The authors regret that several references were cited in incorrect locations in the figure captions. The correct captions are reproduced below.
Fig. 1 Chassis materials of enzyme-powered micro- and nano-motors. (A) Representation of each chassis material in the publications of the field. Examples of enzymatic motors made of (B) polymers,27,37,66 (C) metals,49,67,104 (D) silica,70,96 (E) carbon,107,108 (F) lipid vesicles,117,118 (G) MOFs112,115 and (H) bio-inspired materials.120–122 Panel (B) adapted with permission from (1) ref. 27 Copyright 2019 Springer Nature, (2) ref. 37 Copyright 2017 AAAS, and (3) ref. 66 Copyright 2021 Royal Society of Chemistry. Panel (C) adapted with permission from (1) ref. 104 Copyright 2021 American Chemical Society, (2) ref. 49 Copyright 2019 American Chemical Society, and (3) ref. 67 Copyright 2019 Wiley. Panel (D) adapted with permission from (1) ref. 70 Copyright 2015 American Chemical Society and (2) ref. 96 Copyright 2021 AAAS. Panel (E) adapted with permission from (1) ref. 108 Copyright 2021 Wiley and (2) ref. 107 Copyright 2019 American Chemical Society. Panel (F) adapted with permission from (1) ref. 117 Copyright 2020 Wiley and (2) ref. 118 Copyright 2019 American Chemical Society.

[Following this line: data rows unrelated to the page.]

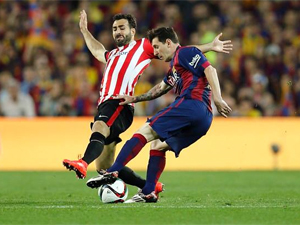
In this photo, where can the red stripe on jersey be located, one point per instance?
(135, 81)
(109, 75)
(114, 116)
(197, 92)
(205, 64)
(125, 67)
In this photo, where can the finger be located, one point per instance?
(226, 41)
(224, 115)
(123, 103)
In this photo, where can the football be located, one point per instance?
(113, 193)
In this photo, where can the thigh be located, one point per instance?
(106, 159)
(160, 145)
(118, 118)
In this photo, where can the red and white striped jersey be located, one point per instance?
(124, 66)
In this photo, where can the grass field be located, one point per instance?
(190, 198)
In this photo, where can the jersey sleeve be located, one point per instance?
(148, 49)
(193, 59)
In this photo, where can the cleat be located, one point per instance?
(78, 166)
(159, 187)
(103, 178)
(142, 198)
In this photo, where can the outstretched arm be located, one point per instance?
(155, 92)
(95, 47)
(216, 45)
(212, 77)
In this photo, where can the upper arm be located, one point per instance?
(101, 55)
(164, 86)
(193, 60)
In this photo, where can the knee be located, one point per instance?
(101, 127)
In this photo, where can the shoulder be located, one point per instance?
(188, 50)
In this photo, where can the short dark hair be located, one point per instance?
(163, 33)
(130, 18)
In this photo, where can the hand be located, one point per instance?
(221, 46)
(223, 108)
(127, 99)
(83, 21)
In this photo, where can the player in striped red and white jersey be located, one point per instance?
(124, 65)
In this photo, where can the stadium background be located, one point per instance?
(43, 58)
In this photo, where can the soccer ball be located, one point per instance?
(113, 193)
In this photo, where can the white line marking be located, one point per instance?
(139, 205)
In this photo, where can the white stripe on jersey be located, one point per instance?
(137, 71)
(131, 71)
(134, 69)
(105, 77)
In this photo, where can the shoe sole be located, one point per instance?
(162, 189)
(96, 182)
(70, 167)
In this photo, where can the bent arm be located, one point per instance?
(155, 92)
(216, 45)
(95, 47)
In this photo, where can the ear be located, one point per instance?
(133, 31)
(169, 42)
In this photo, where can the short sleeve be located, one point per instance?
(148, 49)
(193, 59)
(169, 79)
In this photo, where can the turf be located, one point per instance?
(259, 197)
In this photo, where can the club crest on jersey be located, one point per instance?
(121, 53)
(172, 80)
(195, 60)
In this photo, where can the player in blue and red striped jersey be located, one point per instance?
(182, 123)
(124, 65)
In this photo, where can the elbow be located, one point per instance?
(210, 70)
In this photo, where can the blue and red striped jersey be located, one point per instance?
(186, 75)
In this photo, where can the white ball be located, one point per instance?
(113, 193)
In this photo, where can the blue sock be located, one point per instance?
(156, 165)
(131, 148)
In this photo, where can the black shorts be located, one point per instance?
(117, 117)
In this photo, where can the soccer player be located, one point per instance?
(124, 65)
(182, 123)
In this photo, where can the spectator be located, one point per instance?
(15, 103)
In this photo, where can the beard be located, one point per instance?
(126, 39)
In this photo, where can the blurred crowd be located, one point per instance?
(47, 70)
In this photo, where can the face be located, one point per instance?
(122, 33)
(162, 51)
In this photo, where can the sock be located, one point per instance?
(156, 165)
(131, 148)
(130, 177)
(94, 148)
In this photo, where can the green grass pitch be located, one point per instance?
(250, 197)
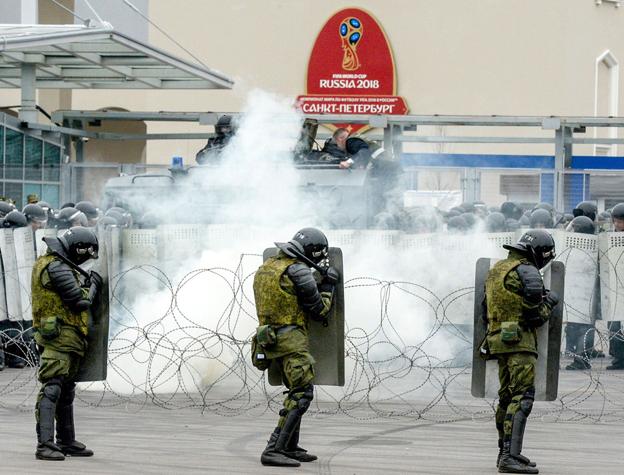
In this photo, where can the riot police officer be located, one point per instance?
(517, 304)
(287, 296)
(580, 336)
(61, 299)
(224, 130)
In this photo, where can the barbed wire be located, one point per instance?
(173, 356)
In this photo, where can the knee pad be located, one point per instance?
(526, 403)
(68, 392)
(52, 390)
(305, 396)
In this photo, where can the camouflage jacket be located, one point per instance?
(46, 303)
(275, 295)
(506, 304)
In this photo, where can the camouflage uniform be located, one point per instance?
(277, 305)
(511, 341)
(60, 334)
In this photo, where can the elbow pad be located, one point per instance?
(532, 284)
(305, 287)
(67, 286)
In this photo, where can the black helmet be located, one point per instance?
(457, 224)
(511, 210)
(68, 217)
(541, 218)
(116, 215)
(89, 209)
(468, 207)
(496, 223)
(34, 212)
(224, 125)
(617, 212)
(537, 245)
(6, 208)
(452, 212)
(512, 224)
(547, 206)
(14, 219)
(586, 208)
(470, 219)
(310, 242)
(106, 222)
(582, 224)
(80, 244)
(123, 217)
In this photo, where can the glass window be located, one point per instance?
(30, 189)
(13, 191)
(14, 155)
(2, 152)
(33, 159)
(52, 163)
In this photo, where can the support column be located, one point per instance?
(390, 144)
(563, 157)
(28, 110)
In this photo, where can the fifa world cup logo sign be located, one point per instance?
(350, 35)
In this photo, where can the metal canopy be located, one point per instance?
(83, 57)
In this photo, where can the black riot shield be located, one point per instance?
(94, 364)
(485, 373)
(326, 343)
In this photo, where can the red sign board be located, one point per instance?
(351, 69)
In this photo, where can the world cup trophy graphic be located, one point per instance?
(350, 35)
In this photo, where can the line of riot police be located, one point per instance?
(16, 341)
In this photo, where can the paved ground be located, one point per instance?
(152, 440)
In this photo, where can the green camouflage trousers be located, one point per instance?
(292, 355)
(516, 375)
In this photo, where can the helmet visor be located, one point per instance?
(90, 252)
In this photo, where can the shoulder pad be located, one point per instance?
(305, 288)
(298, 269)
(532, 284)
(66, 285)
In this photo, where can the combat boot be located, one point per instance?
(510, 464)
(65, 430)
(298, 453)
(273, 457)
(578, 364)
(519, 457)
(46, 448)
(616, 364)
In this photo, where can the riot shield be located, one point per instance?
(611, 259)
(23, 239)
(40, 245)
(4, 315)
(579, 254)
(326, 343)
(11, 279)
(485, 373)
(94, 364)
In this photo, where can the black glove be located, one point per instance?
(96, 280)
(332, 276)
(552, 298)
(95, 285)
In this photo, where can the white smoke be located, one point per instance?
(264, 206)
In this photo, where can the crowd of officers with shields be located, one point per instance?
(287, 295)
(17, 348)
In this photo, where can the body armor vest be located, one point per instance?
(502, 304)
(274, 305)
(46, 302)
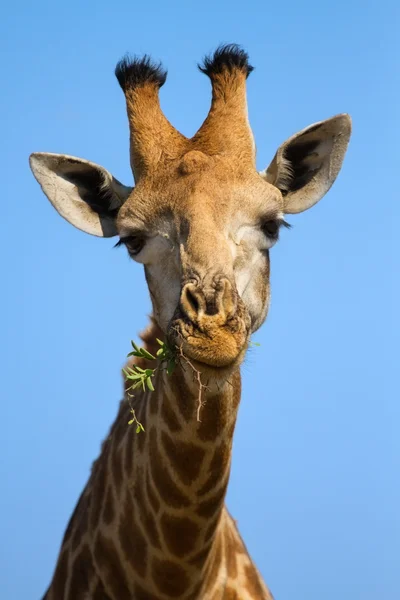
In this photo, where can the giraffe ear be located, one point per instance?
(307, 164)
(84, 193)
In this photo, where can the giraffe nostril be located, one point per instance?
(191, 298)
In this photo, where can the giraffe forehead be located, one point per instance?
(193, 161)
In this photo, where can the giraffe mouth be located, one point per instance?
(209, 344)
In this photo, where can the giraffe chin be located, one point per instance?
(211, 348)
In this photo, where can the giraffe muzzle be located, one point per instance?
(211, 324)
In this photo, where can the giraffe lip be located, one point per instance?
(216, 348)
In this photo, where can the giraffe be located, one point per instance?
(151, 522)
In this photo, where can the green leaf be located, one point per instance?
(147, 354)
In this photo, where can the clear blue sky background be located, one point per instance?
(315, 479)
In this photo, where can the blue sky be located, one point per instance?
(315, 479)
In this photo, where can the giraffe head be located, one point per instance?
(200, 218)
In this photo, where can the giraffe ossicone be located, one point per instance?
(151, 522)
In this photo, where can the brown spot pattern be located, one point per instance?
(109, 565)
(153, 401)
(213, 418)
(186, 458)
(99, 593)
(215, 561)
(169, 577)
(132, 541)
(184, 398)
(97, 493)
(82, 575)
(116, 467)
(60, 576)
(200, 557)
(142, 505)
(230, 554)
(162, 479)
(108, 508)
(141, 594)
(80, 523)
(180, 534)
(218, 468)
(253, 584)
(210, 507)
(151, 494)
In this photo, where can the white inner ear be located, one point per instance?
(52, 171)
(304, 176)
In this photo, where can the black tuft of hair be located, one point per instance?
(226, 56)
(135, 71)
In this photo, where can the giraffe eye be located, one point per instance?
(134, 243)
(271, 228)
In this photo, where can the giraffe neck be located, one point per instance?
(151, 522)
(175, 480)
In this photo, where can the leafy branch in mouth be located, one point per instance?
(143, 378)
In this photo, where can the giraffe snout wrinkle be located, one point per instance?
(216, 302)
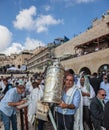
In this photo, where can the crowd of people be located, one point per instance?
(85, 101)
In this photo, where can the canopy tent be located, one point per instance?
(13, 69)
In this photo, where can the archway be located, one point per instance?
(85, 70)
(103, 69)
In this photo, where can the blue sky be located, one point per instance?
(26, 24)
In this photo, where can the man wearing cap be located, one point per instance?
(8, 106)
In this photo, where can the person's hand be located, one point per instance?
(63, 105)
(85, 94)
(22, 102)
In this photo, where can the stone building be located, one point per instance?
(89, 51)
(39, 61)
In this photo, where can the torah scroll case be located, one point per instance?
(54, 83)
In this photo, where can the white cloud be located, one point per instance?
(32, 43)
(47, 7)
(5, 37)
(26, 20)
(43, 21)
(29, 44)
(15, 48)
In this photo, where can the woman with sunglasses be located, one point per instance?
(105, 85)
(97, 109)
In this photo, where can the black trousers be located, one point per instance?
(87, 117)
(64, 122)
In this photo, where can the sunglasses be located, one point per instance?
(103, 95)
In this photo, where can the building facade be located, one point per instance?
(89, 51)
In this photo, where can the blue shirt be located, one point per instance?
(75, 101)
(11, 96)
(105, 86)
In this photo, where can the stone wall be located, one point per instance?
(92, 61)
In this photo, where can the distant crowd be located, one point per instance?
(88, 94)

Panel (G) adapted with permission from (1) ref. 115 Copyright 2020 American Chemical Society and (2) ref. 112 Copyright 2019 Wiley. Panel (H) adapted with permission from (1) ref. 122 Copyright 2016 Wiley, (2) ref. 121 Copyright 2020 AAAS, and (3) ref. 120 Copyright 2022 American Chemical Society.

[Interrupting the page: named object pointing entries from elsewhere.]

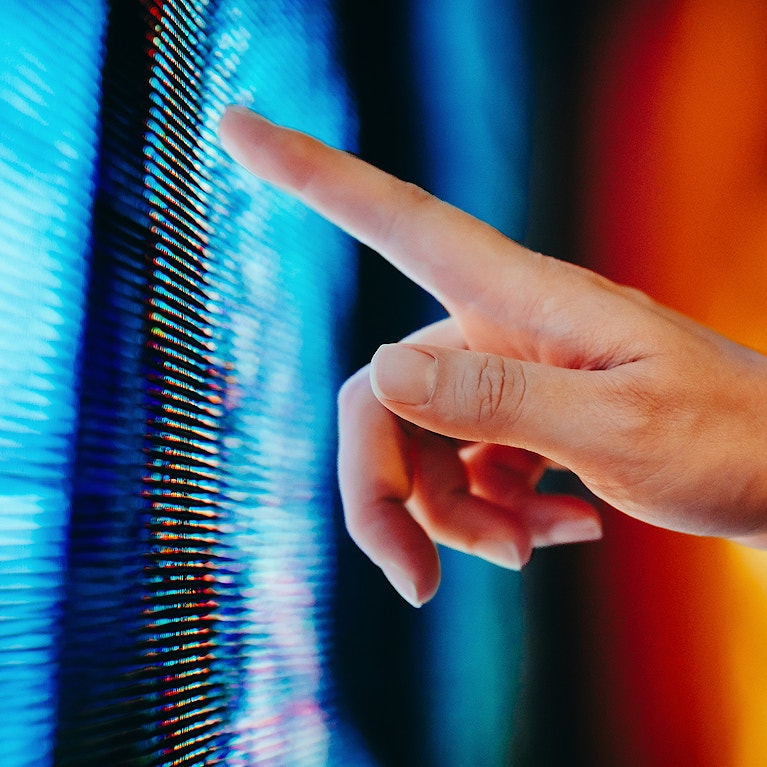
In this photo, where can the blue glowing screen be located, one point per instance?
(168, 331)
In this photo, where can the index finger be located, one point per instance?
(446, 251)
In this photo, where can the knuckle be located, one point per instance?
(499, 391)
(412, 200)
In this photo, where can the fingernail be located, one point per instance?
(238, 123)
(499, 553)
(402, 583)
(574, 531)
(403, 374)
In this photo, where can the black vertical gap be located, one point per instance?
(374, 654)
(552, 725)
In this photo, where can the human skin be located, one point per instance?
(541, 363)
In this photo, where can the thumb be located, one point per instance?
(481, 397)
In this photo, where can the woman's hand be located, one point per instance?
(445, 436)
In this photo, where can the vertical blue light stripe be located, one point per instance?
(471, 64)
(50, 57)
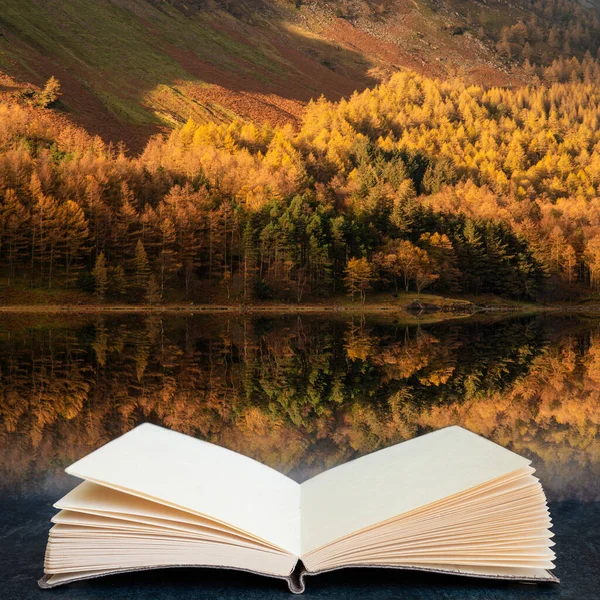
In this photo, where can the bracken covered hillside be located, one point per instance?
(415, 184)
(130, 68)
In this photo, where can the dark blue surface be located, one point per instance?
(23, 535)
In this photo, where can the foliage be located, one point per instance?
(458, 188)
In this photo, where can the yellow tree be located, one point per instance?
(592, 260)
(359, 275)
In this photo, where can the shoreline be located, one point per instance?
(449, 310)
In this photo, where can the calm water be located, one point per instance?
(302, 395)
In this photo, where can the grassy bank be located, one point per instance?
(415, 305)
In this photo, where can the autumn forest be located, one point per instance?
(416, 184)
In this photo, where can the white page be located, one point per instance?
(393, 481)
(191, 474)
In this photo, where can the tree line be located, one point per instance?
(416, 184)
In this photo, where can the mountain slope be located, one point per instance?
(129, 68)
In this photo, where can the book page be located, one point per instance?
(187, 473)
(396, 480)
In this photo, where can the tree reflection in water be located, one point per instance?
(301, 394)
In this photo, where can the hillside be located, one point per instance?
(415, 184)
(131, 68)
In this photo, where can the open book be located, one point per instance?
(449, 502)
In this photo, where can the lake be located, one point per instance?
(301, 394)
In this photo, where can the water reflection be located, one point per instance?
(300, 394)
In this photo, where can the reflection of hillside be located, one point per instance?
(301, 395)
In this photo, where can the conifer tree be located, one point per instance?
(100, 274)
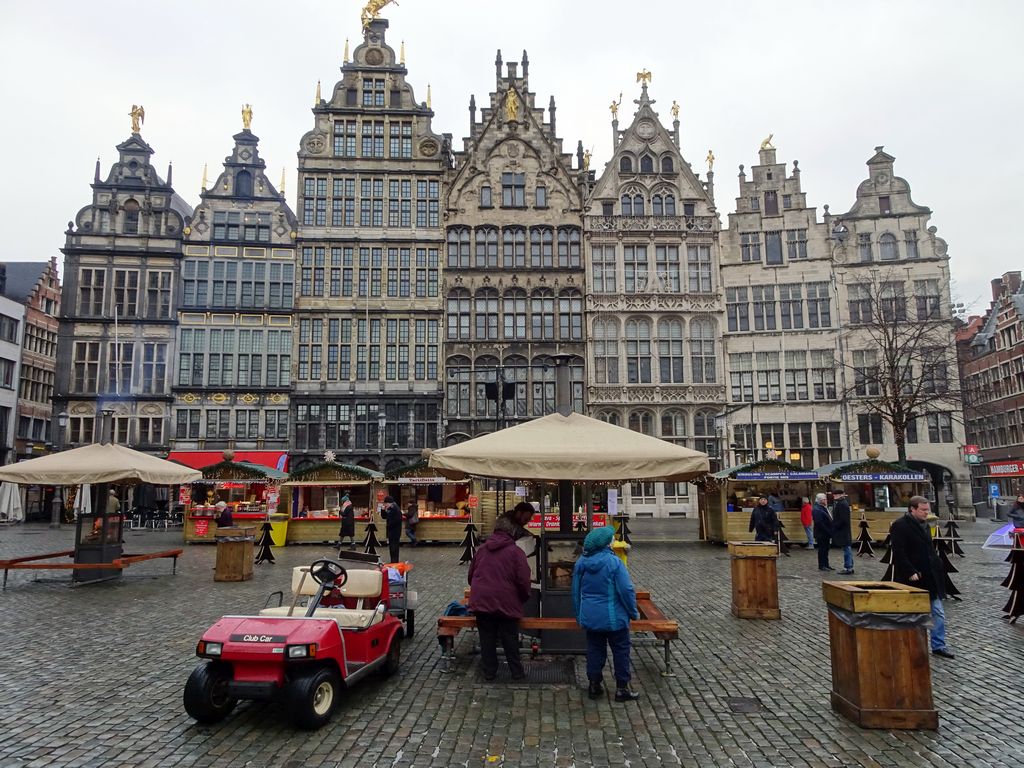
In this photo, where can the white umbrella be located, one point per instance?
(10, 503)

Fig. 2 Chassis shape and product release distribution of enzyme-powered micro- and nano-motors. (A) Representation of each chassis shape in the publications of the field. Inset: representation of each configuration of product release in the publications of the field. Examples of enzymatic motors with shapes of (B) spheres,15,29,62,69,89 (C) tubes,30,86 (D) rods,17,20,122 (E) vesicles,37,118 (F) stomatocytes,23,24,27 (G) crystals,112 (H) bottles35,98 and (I) shells.47 Panel (B) adapted with permission from (1) ref. 15 Copyright 2019 Elsevier, (2) ref. 89 Copyright 2018 American Chemical Society, (3) ref. 29 Copyright 2019 Wiley, (4) ref. 69 Copyright 2017 Elsevier and (5) ref. 62 Copyright 2017 Royal Society of Chemistry. Panel (C) adapted with permission from (1) ref. 86 Copyright 2016 American Chemical Society and (2) ref. 30 Copyright 2016 Wiley. Panel (D) adapted with permission from (1) ref. 17 Copyright 2020 Elsevier, (2) ref. 122 Copyright 2016 Wiley, and (3) ref. 20 Copyright 2021 Elsevier. Panel (E) adapted with permission from (1) ref. 37 Copyright 2017 AAAS and (2) ref. 118 Copyright 2019 American Chemical Society. Panel (F) adapted with permission from (1) ref. 24 Copyright 2016 American Chemical Society, (2) ref. 27 Copyright 2019 Springer Nature and (3) ref. 23 Copyright 2016 American Chemical Society. Panel (G) adapted with permission from (1) ref. 112 Copyright 2019 Wiley. Panel (H) adapted with permission from (1) ref. 98 Copyright 2021 American Chemical Society and (2) ref. 35 Copyright 2022 Wiley. Panel (I) adapted with permission from (1) ref. 47 Copyright 2019 Wiley.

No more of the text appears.